In a 24-page resolution, the anti-graft courts third division, chaired by Justice Anacleto Badoy, granted Lastimosos "demurer to evidence due to insufficiency of evidence."
The Ombudsman charged Lastimoso with graft in 1999 after he allegedly induced Superintendents Rolando Añonuevo and Francisco Villaroman to release suspected drug trafficker Rafael Madraso from police custody.
Añonuevo was then chief of the Southern Tagalog police intelligence office while Villaroman was chief of the PNP regional intelligence and investigation division.
Madraso was arrested by police operatives for supposedly selling two kilos of methamphetamine hydrochloride, or shabu.
But Justice Ricardo Ilarde, who penned the resolution, said the prosecution failed to prove that Lastimoso indeed "persuaded, induced or influenced" Añonuevo and Villaroman to release Madraso from police custody.
Añonuevo and Villaroman both claimed Lastimoso directly instructed them to assist Madraso in the criminal charges against him and facilitate his release.
Ilarde, however, said the testimony of the two belied their charges.

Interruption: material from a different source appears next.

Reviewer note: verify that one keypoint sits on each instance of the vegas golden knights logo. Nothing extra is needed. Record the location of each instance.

"Villaroman himself said that nobody had asked him to do anything wrong. In fact, he said that he did his job in a manner that there is no ground for anybody to go against him," Ilarde wrote in his ruling.
"The prosecution had not also shown what rules or regulations the accused had asked Villaroman to violate considering that they had not even talked to each other in connection with the Madraso case," Ilarde added.
Ilarde said that Villaroman also appeared to be an unwilling complainant against Lastimoso "for no wrong has been committed against him, he had no reason whatsoever to complain against the accused."
Villaroman recently figured in another scandal when former police undercover agent Mary "Rosebud" Ong charged him with being among the police officials who were directly involved in drug trafficking.
Ong had accused the former chief of the PNP Narcotics Group, Director Reynaldo Acop, Villaroman, Superintendent John Campos and several other police officials of reselling drugs they would seize from a Hong Kong triad.
Ong made the accusation during joint hearings of three Senate committees which are probing charges that Sen. Panfilo Lacson laundered the proceeds of criminal activities in banks abroad.
Acop virtually confirmed Ongs allegations and even admitted before the Senate joint hearings that he deposited funds from a senators pork barrel allocation in his personal bank account.
Acop admitted he deposited at least P2.1 million from a senators pork barrel fund in his bank account so he could pay Ong who was not getting paid for her services to the NarcGroup.
Acop said the P2.1 million came from the countrywide development fund of Sen. Vicente Sotto III and was supposed to be for the anti-narcotics intelligence activities of the PNP.
The admission confirmed Ongs claim that Acop issued to her a personal check for P2 million on Oct. 10, 1998 from the San Juan branch of the United Coconut Planters Bank.
He also admitted giving her P100,000 because Ong was losing money from her alleged "illegal gambling operation."
In previous hearings of the same Senate panel, Ong had testified that Acop issued the check as "show money" for a big drug deal with a Hong Kong-based triad which smuggles shabu into the country.
Ong claimed Acop and his lieutenants, including Villaroman, used her to make contact with triad bosses in Hong Kong and conclude big drug deals which the NarcGroup would bust.
However, Ong claimed that on several instances NarcGroup officials would "kidnap" for ransom the triad members who would make the deliveries and seize the drugs but resell them to local drug traffickers.